Hierarchical CuCo2O4 nanourchin supported by Ni foam with superior electrochemical performance

Abstract

Three-dimensional (3D) hierarchical CuCo2O4 nanourchin architecture assembled from one-dimensional (1D) porous CuCo2O4 nanowire is successfully fabricated on Ni foam using a facile hydrothermal method followed by thermal treatment. The electrochemical properties of the synthesized nanomaterial have further investigated as the binder-free electrode for supercapacitor.
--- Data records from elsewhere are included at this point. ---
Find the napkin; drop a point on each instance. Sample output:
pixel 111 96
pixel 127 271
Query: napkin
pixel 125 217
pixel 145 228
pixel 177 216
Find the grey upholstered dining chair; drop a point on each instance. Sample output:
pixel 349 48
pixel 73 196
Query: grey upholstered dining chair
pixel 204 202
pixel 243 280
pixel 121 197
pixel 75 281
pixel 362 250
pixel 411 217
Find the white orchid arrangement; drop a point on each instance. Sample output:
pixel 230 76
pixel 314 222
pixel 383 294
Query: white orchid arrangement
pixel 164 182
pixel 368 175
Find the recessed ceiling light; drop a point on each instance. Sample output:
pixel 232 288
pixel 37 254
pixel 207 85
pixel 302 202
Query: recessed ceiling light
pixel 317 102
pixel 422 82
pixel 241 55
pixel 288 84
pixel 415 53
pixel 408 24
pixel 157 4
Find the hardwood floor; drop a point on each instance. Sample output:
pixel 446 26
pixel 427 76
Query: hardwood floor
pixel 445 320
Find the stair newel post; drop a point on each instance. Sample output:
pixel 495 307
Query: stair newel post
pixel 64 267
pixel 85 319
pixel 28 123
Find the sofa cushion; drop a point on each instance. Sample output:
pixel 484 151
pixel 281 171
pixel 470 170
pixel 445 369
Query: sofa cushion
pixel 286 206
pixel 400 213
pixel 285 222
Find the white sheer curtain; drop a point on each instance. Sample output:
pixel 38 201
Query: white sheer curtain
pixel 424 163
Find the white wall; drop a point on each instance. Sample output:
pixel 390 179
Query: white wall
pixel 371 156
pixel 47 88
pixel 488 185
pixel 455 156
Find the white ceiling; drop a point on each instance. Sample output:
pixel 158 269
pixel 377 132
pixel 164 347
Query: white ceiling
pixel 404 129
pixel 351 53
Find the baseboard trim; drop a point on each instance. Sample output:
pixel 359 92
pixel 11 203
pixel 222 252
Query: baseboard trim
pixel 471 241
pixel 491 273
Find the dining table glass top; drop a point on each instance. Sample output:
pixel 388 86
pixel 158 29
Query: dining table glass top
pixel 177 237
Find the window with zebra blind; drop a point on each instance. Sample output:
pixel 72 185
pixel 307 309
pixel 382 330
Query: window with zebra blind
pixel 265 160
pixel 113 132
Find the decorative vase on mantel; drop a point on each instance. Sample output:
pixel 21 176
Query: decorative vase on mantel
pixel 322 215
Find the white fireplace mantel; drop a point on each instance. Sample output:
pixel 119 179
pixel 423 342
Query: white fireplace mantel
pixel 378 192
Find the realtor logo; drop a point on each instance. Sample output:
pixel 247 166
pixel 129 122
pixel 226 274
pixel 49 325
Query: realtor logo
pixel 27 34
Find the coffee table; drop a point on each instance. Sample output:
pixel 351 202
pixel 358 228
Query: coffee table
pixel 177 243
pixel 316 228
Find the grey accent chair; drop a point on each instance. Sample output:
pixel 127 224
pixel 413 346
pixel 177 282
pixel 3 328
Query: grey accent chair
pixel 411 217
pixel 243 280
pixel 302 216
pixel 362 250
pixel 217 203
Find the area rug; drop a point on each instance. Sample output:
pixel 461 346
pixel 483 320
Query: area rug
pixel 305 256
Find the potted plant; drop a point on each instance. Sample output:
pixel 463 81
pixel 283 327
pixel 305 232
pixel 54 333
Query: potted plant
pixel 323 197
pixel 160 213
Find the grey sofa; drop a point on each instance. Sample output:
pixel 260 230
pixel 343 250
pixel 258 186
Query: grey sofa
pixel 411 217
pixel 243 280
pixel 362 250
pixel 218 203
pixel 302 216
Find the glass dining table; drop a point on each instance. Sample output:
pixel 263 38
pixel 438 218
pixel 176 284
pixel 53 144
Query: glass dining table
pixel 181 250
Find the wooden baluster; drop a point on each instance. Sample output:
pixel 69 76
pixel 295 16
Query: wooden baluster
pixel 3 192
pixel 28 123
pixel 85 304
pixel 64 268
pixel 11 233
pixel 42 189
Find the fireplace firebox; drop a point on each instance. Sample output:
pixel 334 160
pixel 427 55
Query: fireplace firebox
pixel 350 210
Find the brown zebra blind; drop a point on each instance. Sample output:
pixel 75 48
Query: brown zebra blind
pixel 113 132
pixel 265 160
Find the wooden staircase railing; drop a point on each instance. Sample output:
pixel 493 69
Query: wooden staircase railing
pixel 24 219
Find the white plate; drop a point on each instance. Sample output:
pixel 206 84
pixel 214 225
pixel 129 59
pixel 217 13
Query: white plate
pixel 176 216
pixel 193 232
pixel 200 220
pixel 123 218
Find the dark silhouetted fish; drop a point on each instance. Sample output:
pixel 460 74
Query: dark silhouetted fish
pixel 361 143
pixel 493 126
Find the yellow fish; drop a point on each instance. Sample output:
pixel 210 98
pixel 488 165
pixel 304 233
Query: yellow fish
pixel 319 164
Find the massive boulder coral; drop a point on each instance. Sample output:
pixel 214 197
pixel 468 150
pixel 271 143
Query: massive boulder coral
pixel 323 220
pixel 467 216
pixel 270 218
Impressively, the porous CuCo2O4 nanourchin electrode exhibits remarkable pseudocapacitive performance with a high specific capacitance of 1569.9 F g-1 at a current density of 0.6 A g−1 (corresponding to 5.2 F cm-2 at 2 mA cm−2), good rate capability and excellent cycling stability (nearly 98.0% capacitance retention after 4000 cycles at a current density of 3.0 A g−1). Moreover, even at a high current density of 20 A g−1, the CuCo2O4 nanourchin electrode still maintains around 71.1% of the initial capacitance over 10000 cycles. The outstanding pseudocapacitive behaviors are mainly due to its hierarchical structure of the porous CuCo2O4 nanourchin architecture which provides large electroactive surface sites, big electrolyte infiltrate area, high-electron/ion-transfer rate and good structure stability. Moreover, an asymmetric supercapacitor based on CuCo2O4 nanourchin on Ni foam as positive electrode and activated carbon (AC) as negative electrode is successfully assembled to further evaluate the electrochemical properties for practical applications. Remarkably, the CuCo2O4//AC asymmetric device has demonstrated a high energy density of 23.9 Wh kg−1 at a power density of 593.2 W kg−1 and excellent cycling stability (91.5% capacitance retention after 2000 cycles).